Shane Coffield, Postdoctoral Scientist in Biospheric Sciences, Goddard Space Flight Center, NASA and James Randerson, Professor of Earth Science, University of California, Irvine, The Conversation on

Published in Business News

Many of the companies promising “net-zero” emissions to protect the climate are relying on vast swaths of forests and what are known as carbon offsets to meet that goal.

On paper, carbon offsets appear to balance out a company’s carbon emissions: The company pays to protect trees, which absorb carbon dioxide from the air. The company can then claim the absorbed carbon dioxide as an offset that reduces its net impact on the climate.

However, our new satellite analysis reveals what researchers have suspected for years: Forest offsets might not actually be doing much for the climate.

When we looked at satellite tracking of carbon levels and logging activity in California forests, we found that carbon isn’t increasing in the state’s 37 offset project sites any more than in other areas, and timber companies aren’t logging less than they did before.

The findings send a pretty grim message about efforts to control climate change, and they add to a growing list of concerns about forest offsets. Studies have already shown that projects are often overcredited at the beginning and might not last as long as expected. In this case we’re finding a bigger issue: a lack of real climate benefit over the 10 years of the program so far.

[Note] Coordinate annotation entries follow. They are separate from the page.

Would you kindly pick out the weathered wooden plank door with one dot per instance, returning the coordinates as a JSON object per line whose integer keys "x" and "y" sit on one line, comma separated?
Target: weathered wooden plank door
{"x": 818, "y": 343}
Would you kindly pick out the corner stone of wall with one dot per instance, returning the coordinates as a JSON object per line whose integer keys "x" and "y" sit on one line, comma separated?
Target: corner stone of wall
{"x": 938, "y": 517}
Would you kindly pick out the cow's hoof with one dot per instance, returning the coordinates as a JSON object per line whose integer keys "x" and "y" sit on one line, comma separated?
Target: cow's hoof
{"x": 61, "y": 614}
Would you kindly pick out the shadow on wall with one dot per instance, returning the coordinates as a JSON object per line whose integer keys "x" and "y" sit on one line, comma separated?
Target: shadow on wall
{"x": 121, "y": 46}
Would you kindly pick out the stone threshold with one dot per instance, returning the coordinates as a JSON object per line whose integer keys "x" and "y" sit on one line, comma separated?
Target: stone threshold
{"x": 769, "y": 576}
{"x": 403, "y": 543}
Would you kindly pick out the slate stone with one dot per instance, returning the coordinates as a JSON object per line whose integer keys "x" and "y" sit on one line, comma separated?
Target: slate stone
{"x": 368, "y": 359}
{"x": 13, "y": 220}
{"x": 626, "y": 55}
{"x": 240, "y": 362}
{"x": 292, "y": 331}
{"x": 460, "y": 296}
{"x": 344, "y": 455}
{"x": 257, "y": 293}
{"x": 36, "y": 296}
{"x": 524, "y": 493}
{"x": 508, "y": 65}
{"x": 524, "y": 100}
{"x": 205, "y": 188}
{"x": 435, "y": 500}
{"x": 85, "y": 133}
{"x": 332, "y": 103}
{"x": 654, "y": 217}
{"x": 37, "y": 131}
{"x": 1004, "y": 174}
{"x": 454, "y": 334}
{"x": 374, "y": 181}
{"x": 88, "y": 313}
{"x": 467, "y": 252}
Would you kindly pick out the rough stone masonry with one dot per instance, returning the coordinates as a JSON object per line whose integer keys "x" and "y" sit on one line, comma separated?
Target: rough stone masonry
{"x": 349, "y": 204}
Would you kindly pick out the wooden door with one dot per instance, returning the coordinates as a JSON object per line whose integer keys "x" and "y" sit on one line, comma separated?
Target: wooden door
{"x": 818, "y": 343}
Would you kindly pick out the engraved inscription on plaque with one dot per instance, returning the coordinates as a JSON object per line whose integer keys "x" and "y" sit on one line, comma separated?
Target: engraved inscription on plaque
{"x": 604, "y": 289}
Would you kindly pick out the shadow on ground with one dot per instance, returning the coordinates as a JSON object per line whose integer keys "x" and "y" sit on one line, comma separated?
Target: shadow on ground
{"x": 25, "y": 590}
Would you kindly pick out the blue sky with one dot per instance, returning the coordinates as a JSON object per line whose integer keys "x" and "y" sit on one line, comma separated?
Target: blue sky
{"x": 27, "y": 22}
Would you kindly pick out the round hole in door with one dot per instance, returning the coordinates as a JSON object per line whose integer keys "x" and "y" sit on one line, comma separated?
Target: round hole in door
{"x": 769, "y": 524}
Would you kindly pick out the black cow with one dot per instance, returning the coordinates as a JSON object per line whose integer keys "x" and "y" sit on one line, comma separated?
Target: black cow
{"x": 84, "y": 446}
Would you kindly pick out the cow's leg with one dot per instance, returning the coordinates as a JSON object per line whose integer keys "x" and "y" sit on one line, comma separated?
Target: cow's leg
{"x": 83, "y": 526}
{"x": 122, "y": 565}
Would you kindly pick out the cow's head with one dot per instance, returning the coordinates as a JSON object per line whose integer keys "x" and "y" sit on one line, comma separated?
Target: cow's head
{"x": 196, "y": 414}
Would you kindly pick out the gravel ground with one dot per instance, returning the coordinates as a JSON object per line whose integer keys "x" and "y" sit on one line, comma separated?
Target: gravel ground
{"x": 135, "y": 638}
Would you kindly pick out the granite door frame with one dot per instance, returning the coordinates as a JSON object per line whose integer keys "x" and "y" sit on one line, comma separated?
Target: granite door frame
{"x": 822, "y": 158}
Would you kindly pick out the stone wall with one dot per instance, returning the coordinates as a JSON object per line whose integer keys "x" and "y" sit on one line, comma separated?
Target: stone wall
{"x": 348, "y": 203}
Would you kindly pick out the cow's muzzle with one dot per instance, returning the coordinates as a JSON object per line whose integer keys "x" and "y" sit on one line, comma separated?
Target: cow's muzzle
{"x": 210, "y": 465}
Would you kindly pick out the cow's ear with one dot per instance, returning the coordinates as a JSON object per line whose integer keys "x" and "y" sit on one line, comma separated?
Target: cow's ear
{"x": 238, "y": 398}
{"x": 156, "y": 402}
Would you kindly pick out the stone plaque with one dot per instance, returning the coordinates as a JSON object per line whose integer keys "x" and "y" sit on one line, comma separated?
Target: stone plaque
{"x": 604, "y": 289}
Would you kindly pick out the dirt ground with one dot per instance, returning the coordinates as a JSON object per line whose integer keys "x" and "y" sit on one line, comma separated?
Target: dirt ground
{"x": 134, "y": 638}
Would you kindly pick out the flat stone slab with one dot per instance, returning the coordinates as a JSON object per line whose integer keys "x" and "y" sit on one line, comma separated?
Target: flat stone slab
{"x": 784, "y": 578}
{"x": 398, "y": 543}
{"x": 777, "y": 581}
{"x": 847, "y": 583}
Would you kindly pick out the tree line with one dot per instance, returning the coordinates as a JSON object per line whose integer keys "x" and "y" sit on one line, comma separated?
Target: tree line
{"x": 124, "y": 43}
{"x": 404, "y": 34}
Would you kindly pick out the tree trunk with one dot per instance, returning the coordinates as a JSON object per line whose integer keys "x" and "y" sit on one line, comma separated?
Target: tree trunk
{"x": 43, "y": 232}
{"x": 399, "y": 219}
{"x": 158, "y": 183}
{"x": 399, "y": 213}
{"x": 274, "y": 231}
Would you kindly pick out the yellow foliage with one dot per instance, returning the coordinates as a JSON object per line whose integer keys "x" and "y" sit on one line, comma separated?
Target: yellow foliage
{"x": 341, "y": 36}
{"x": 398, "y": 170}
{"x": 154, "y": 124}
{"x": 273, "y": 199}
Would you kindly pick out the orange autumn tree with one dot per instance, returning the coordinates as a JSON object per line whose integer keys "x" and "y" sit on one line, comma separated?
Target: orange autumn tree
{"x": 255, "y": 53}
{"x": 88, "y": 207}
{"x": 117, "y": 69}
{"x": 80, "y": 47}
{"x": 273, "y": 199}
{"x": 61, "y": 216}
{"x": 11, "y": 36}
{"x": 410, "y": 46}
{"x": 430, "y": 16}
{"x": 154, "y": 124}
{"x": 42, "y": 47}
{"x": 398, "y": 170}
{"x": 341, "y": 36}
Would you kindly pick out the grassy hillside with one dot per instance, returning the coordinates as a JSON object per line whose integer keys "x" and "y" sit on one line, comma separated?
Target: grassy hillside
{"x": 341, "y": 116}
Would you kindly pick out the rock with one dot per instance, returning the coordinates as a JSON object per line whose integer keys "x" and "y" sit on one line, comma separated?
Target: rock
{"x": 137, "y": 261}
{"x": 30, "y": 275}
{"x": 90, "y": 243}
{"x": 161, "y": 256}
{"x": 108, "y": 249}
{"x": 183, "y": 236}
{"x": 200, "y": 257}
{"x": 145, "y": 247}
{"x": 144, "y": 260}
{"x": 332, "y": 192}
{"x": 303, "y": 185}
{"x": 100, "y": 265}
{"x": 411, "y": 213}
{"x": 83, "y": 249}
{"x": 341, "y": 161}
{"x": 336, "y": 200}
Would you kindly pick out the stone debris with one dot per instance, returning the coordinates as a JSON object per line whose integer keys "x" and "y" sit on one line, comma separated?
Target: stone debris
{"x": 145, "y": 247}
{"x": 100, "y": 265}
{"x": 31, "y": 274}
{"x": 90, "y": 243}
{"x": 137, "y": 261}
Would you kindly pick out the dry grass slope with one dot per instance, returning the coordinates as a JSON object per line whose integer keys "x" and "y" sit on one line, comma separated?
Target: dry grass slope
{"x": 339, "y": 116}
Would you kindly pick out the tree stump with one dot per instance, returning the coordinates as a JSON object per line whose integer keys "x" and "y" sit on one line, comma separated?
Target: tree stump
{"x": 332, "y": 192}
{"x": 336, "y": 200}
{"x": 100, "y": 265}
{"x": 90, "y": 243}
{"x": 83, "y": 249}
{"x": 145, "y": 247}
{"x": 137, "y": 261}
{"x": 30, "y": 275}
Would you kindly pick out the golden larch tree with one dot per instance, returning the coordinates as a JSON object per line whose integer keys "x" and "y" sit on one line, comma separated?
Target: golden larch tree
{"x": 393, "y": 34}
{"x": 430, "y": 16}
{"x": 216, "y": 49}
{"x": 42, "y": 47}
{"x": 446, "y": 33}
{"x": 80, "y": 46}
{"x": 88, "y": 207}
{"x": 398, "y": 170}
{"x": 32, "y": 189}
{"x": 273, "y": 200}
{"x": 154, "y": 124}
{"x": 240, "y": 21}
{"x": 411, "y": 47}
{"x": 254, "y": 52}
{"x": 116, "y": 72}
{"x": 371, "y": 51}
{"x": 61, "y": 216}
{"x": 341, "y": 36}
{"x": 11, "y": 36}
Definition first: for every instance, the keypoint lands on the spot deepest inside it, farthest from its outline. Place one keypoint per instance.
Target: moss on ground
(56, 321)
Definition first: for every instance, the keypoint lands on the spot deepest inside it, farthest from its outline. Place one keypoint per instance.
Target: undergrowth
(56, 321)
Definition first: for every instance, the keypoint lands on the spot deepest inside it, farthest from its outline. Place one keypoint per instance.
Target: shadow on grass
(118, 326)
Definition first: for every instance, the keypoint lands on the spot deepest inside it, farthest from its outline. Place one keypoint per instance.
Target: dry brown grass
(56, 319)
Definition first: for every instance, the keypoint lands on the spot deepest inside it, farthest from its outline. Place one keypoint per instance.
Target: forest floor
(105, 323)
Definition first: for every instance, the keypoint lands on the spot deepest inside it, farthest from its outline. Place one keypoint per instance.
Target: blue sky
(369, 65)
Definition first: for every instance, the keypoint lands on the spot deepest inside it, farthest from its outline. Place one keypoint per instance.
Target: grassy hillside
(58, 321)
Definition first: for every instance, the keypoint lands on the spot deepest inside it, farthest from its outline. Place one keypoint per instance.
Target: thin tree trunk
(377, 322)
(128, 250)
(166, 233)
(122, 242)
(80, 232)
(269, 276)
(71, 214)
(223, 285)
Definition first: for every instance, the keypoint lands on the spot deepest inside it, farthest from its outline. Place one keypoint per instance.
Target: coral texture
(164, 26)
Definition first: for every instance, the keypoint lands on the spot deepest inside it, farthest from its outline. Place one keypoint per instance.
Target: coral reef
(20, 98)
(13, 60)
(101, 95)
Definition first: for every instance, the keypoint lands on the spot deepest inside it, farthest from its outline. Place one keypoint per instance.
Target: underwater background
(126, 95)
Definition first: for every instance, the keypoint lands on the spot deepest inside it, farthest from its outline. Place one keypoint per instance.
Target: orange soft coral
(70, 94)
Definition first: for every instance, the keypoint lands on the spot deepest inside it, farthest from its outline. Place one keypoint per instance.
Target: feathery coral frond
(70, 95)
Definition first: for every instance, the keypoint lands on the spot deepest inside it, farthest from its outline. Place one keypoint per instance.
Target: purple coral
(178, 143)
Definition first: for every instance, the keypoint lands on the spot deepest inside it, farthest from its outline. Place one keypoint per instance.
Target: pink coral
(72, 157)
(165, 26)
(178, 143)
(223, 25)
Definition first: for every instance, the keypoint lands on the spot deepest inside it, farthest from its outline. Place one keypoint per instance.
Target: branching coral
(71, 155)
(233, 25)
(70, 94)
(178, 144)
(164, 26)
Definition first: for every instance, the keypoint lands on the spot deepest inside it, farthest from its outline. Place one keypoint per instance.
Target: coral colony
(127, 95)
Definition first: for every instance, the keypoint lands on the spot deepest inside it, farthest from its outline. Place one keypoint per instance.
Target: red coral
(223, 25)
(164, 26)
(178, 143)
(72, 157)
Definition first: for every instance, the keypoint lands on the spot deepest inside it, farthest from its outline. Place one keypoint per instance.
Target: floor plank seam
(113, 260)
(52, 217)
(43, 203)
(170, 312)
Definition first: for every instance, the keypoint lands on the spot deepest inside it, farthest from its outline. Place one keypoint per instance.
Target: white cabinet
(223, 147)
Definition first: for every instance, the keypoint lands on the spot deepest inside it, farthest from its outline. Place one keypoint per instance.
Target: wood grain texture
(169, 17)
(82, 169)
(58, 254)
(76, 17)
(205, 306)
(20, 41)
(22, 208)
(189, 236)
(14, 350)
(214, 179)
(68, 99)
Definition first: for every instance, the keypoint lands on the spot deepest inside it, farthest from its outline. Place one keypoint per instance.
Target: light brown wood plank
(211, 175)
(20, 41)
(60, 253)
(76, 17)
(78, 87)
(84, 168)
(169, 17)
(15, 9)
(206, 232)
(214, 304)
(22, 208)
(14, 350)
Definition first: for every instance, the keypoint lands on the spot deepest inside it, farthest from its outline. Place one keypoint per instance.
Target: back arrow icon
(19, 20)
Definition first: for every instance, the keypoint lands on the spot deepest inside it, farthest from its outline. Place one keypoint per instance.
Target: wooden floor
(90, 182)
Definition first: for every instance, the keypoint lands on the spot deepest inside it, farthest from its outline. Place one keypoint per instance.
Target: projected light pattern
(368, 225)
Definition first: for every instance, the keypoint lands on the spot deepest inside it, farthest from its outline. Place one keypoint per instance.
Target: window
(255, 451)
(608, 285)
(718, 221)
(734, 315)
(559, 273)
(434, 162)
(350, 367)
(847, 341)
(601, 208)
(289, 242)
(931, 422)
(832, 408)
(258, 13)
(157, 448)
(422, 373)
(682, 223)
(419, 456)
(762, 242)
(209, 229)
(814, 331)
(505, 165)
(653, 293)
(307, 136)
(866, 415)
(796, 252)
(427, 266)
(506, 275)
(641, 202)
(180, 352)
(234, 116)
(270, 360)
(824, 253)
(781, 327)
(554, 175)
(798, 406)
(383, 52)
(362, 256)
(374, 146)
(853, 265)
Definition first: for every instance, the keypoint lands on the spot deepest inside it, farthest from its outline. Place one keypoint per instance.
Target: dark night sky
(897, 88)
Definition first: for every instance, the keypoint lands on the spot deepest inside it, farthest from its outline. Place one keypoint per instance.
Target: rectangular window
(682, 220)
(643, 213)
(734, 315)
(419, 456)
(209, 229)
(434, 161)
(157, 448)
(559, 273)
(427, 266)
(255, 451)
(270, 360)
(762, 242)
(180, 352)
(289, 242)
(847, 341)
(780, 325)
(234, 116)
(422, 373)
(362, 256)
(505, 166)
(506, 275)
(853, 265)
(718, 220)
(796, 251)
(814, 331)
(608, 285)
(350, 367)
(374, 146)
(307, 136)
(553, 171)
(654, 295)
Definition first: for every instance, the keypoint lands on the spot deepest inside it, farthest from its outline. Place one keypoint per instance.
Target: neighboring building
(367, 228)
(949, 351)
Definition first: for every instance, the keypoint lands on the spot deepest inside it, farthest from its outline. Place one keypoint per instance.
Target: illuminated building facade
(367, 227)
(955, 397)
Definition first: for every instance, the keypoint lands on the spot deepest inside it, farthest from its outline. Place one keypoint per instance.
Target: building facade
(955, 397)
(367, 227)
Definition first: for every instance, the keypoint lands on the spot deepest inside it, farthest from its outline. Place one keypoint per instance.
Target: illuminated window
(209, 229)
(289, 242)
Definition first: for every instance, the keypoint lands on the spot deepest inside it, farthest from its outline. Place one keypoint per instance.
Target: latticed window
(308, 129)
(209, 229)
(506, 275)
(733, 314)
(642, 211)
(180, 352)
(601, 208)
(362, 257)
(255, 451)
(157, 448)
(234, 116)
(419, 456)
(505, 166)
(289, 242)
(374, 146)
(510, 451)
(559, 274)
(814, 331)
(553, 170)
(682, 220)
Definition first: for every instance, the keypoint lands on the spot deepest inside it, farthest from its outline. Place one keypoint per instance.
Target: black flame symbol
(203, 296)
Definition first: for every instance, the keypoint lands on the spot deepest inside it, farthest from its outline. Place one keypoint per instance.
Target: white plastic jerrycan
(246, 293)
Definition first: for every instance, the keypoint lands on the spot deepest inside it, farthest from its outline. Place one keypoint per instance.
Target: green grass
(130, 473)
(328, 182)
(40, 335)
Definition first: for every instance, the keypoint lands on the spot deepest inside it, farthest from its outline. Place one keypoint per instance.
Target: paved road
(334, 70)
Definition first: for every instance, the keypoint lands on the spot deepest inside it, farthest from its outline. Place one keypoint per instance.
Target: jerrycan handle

But we also see ways to fix the problem.

 

Forest carbon offsets work like this: Trees capture carbon dioxide from the air and use it to build mass, effectively locking the carbon away in their wood for the life of the tree.

In California, landowners can receive carbon credits for keeping carbon stocks above a minimum required “baseline” level. Third-party verifiers help the landowners take inventory by manually measuring a sample of trees. So far, this process has only involved measuring carbon levels relative to baseline and has not leveraged the emerging satellite technologies that we explored.

Forest owners can then sell the carbon credits to private companies, with the idea that they have protected trees that would otherwise be cut down. These include large oil and gas companies that use offsets to meet up to 8% of their state-mandated reductions in emissions.

Forest offsets and other “natural climate solutions” have received a great deal of attention from companies, governments and nonprofits, including during the U.N. climate conference in November 2022. California has one of the world’s largest carbon offset programs, with tens of millions of dollars flowing through offset projects, and is often a model for other countries that are planning new offset programs.